Его жизнь оборвалась внезапно, на полуслове, и я часто задумываюсь, а каково было бы сейчас отношение к Мендельсону, случись это с ним не в 38 лет, а годами этак двадцатью раньше? Послушать критиков, так Мендельсон, каким мы его знаем (притом достаточно плохо), явился миру в возрасте 17 лет, когда написал свою волшебную Увертюру к комедии Шекспира «Сон в летнюю ночь». Ничего подобного! — существует Мендельсон, даже не юноша — мальчик, которого критики то ли до последнего времени тоже не знали, как и мы, то ли просто не могли осознать, что такое возможно. Осознать это действительно трудно: ни до, ни после, ни в музыке — ни в какой-либо другой сфере творческой деятельности такого, мне кажется, не было. Не было, в частности, ни у Шопена, ни у Шуберта, ни, рискну предположить, даже у самого Моцарта — такой глубины мысли и такого профессионального совершенства, какое являют нам лучшие из двенадцати симфоний Мендельсона для струнных, все три его фортепьянных квартета, секстет и октет, не говоря уже о двух ре-минорных концертах: скрипичном (не путать со знаменитым концертом ми минор) и для скрипки и фортепьяно с оркестром. Говорю вам: если там и присутствует что-то от глубоко почитаемых Мендельсоном его великих предшественников, то не в большей степени, чем Гайдн в шедеврах молодого Бетховена. С той лишь существенной разницей, что все перечисленные мной произведения были написаны Феликсом в возрасте 10-15 лет! Вот я и думаю, что не доживи он до двадцати, его имя осталось бы легендой, в истории музыки — величайшей.

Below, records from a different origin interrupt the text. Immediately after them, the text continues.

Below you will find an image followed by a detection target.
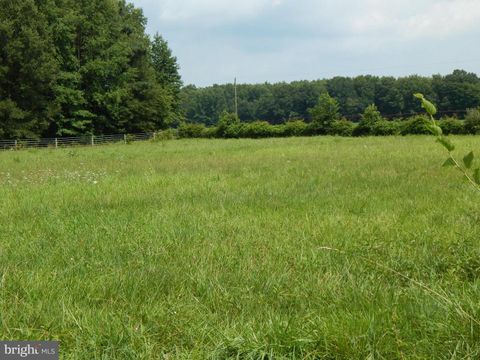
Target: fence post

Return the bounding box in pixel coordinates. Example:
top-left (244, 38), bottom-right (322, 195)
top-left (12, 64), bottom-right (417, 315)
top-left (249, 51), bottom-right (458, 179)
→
top-left (55, 138), bottom-right (58, 149)
top-left (14, 140), bottom-right (17, 150)
top-left (124, 134), bottom-right (127, 144)
top-left (153, 131), bottom-right (156, 141)
top-left (91, 135), bottom-right (94, 146)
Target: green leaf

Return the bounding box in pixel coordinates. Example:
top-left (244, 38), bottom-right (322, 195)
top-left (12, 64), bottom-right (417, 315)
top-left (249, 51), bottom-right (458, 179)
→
top-left (425, 122), bottom-right (443, 136)
top-left (474, 168), bottom-right (480, 185)
top-left (443, 158), bottom-right (456, 167)
top-left (463, 151), bottom-right (474, 169)
top-left (436, 137), bottom-right (455, 152)
top-left (421, 98), bottom-right (437, 116)
top-left (413, 93), bottom-right (437, 116)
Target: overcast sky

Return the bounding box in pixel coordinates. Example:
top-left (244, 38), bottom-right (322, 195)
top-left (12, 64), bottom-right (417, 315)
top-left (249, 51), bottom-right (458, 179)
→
top-left (132, 0), bottom-right (480, 86)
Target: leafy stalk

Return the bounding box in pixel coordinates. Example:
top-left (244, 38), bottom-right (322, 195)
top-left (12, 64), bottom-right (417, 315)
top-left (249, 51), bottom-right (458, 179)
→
top-left (414, 93), bottom-right (480, 193)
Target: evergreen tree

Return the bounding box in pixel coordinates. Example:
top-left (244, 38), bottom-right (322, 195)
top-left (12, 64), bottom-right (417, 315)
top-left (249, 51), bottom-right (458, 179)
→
top-left (309, 93), bottom-right (340, 123)
top-left (308, 93), bottom-right (340, 133)
top-left (354, 104), bottom-right (384, 136)
top-left (151, 34), bottom-right (182, 121)
top-left (0, 0), bottom-right (181, 139)
top-left (0, 0), bottom-right (59, 138)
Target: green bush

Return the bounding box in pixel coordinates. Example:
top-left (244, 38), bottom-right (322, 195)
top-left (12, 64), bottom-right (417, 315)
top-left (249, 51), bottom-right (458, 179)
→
top-left (169, 112), bottom-right (472, 139)
top-left (221, 120), bottom-right (309, 139)
top-left (125, 134), bottom-right (136, 144)
top-left (464, 108), bottom-right (480, 134)
top-left (178, 123), bottom-right (207, 138)
top-left (400, 115), bottom-right (431, 135)
top-left (240, 121), bottom-right (282, 138)
top-left (304, 122), bottom-right (325, 136)
top-left (371, 120), bottom-right (400, 136)
top-left (217, 111), bottom-right (240, 137)
top-left (353, 104), bottom-right (384, 136)
top-left (154, 129), bottom-right (178, 141)
top-left (223, 123), bottom-right (245, 138)
top-left (308, 93), bottom-right (340, 133)
top-left (438, 117), bottom-right (465, 135)
top-left (282, 120), bottom-right (308, 137)
top-left (328, 119), bottom-right (355, 137)
top-left (202, 127), bottom-right (218, 138)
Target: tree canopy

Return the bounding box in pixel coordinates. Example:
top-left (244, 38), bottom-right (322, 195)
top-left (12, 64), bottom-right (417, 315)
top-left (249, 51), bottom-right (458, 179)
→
top-left (0, 0), bottom-right (181, 139)
top-left (180, 70), bottom-right (480, 125)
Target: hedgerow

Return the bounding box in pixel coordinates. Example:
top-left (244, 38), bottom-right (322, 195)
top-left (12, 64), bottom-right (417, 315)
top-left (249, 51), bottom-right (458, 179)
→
top-left (171, 103), bottom-right (480, 139)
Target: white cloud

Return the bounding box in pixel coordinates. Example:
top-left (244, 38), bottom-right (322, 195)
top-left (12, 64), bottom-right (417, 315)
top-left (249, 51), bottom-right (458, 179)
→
top-left (136, 0), bottom-right (480, 38)
top-left (135, 0), bottom-right (284, 25)
top-left (131, 0), bottom-right (480, 85)
top-left (347, 0), bottom-right (480, 40)
top-left (402, 0), bottom-right (480, 39)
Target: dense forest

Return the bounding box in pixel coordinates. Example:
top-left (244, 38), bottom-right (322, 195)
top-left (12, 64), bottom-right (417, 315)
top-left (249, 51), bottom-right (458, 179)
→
top-left (0, 0), bottom-right (181, 139)
top-left (181, 70), bottom-right (480, 125)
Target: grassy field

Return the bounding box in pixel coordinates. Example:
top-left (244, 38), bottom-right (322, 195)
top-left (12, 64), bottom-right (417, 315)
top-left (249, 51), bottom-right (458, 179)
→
top-left (1, 136), bottom-right (480, 359)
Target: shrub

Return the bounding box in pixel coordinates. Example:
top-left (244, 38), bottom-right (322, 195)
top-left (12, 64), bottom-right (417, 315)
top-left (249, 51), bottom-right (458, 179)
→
top-left (400, 115), bottom-right (431, 135)
top-left (371, 120), bottom-right (401, 136)
top-left (178, 123), bottom-right (207, 138)
top-left (223, 123), bottom-right (245, 138)
top-left (217, 111), bottom-right (240, 137)
top-left (353, 104), bottom-right (383, 136)
top-left (202, 126), bottom-right (218, 138)
top-left (328, 119), bottom-right (355, 137)
top-left (464, 108), bottom-right (480, 134)
top-left (282, 120), bottom-right (308, 137)
top-left (154, 129), bottom-right (177, 141)
top-left (304, 122), bottom-right (324, 136)
top-left (240, 121), bottom-right (281, 138)
top-left (352, 124), bottom-right (368, 136)
top-left (439, 117), bottom-right (465, 135)
top-left (125, 134), bottom-right (136, 144)
top-left (308, 93), bottom-right (340, 133)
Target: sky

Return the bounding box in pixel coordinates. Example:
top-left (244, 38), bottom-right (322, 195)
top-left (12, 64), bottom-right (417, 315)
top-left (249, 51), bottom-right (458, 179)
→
top-left (131, 0), bottom-right (480, 87)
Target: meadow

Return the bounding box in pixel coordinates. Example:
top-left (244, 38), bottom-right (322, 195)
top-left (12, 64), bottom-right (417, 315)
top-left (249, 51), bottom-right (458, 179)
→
top-left (1, 136), bottom-right (480, 359)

Такое начало сулило безмерно много, возможно действительно явление нового Моцарта или, вернее сказать, — гения, соизмеримого с ним по масштабу. Но этого, приходится признать, не случилось...
Между тем, слава молодого Мендельсона нарастала подобно океанской волне, на гребне которой, наряду с серьезными музыкантами, деятелями культуры и искусства оказались и царствующие особы. Сам композитор, однако, неоднократно подчеркивал, что никогда не стремился угождать ни чьим вкусам. Даже Гете! Феликсу было 20 лет, когда он (в очередной раз) оказался в гостях у боготворимого им писателя и ежедневно играл ему по утрам. «О Бетховене он ничего и знать не хотел... но я ему сказал, что тут уж ничем ему помочь не могу, и сыграл первую часть симфонии c-moll.» Нет, Мендельсон решительно не гнался за славой — она сама накатывалась на него со всех сторон. Были, правда, и недоброжелательные голоса — ладно бы только антисемитские выпады Вагнера или заведомо жестокая и несправедливая эпиграмма Грильпарцера: «Хоть ты и умер молодым, но ты родился старцем»; гораздо серьезней мнение тонко разбиравшегося в музыке Генриха Гейне: «В этом художнике мы больше всего дивимся его великому формальному, стилистическому таланту, его чарующе прекрасной фактуре, его тонкому ящеричному слуху, его нежным щупальцам и его серьезному, я почти сказал бы — страстному, равнодушию». И еще: «Мендельсон /.../ мог бы создать нечто бессмертное, но не в той области, где требуются страсть и правда».
Да, здесь есть над чем призадуматься, тем более, что жизнь, как уже говорилось, в какой-то степени подтвердила эту оценку. Мендельсон прожил «целых» 38 лет, и его беспрецедентная прижизненная слава постепенно померкла, и сам он отошел как бы в тень своих гениальных современников: Шумана, Шопена и Листа. Это не справедливо. Согласен, что Мендельсон был в меньшей мере, чем все трое, новатором, согласен, что его музыка не проникает до таких потаенных струн души, на которых постоянно играет Шопен, — что из того? Она возвышенна и прекрасна, как сама природа (недаром Шуман очень образно сказал, что Мендельсон насадил цветы во взращенном Бахом лесу!), она взывает к миру и любви, она — радостное ощущение полноты жизни.
Но вернемся к суждению Гейне. Итак, страсть, равнодушие, правда. Первое очевидно: гармоничной, уравновешенной натуре Мендельсона действительно была чужда всякая преувеличенность в выражении чувств; «по меньшей мере позорно, когда твоя музыка это одни только убийства, бедствия и горе». По этой причине он недолюбливал Берлиоза, кое-что у Листа («Большую долю моего глубокого уважения он утратил из-за своих глупых проделок не только с публикой (это было бы еще ничего), а с самой музыкой»), даже у Шопена ему несколько претила «парижская мания отчаяния». Можно с этим не соглашаться, но ведь такое кредо еще не означает равнодушие и отсутствие жизненной правды.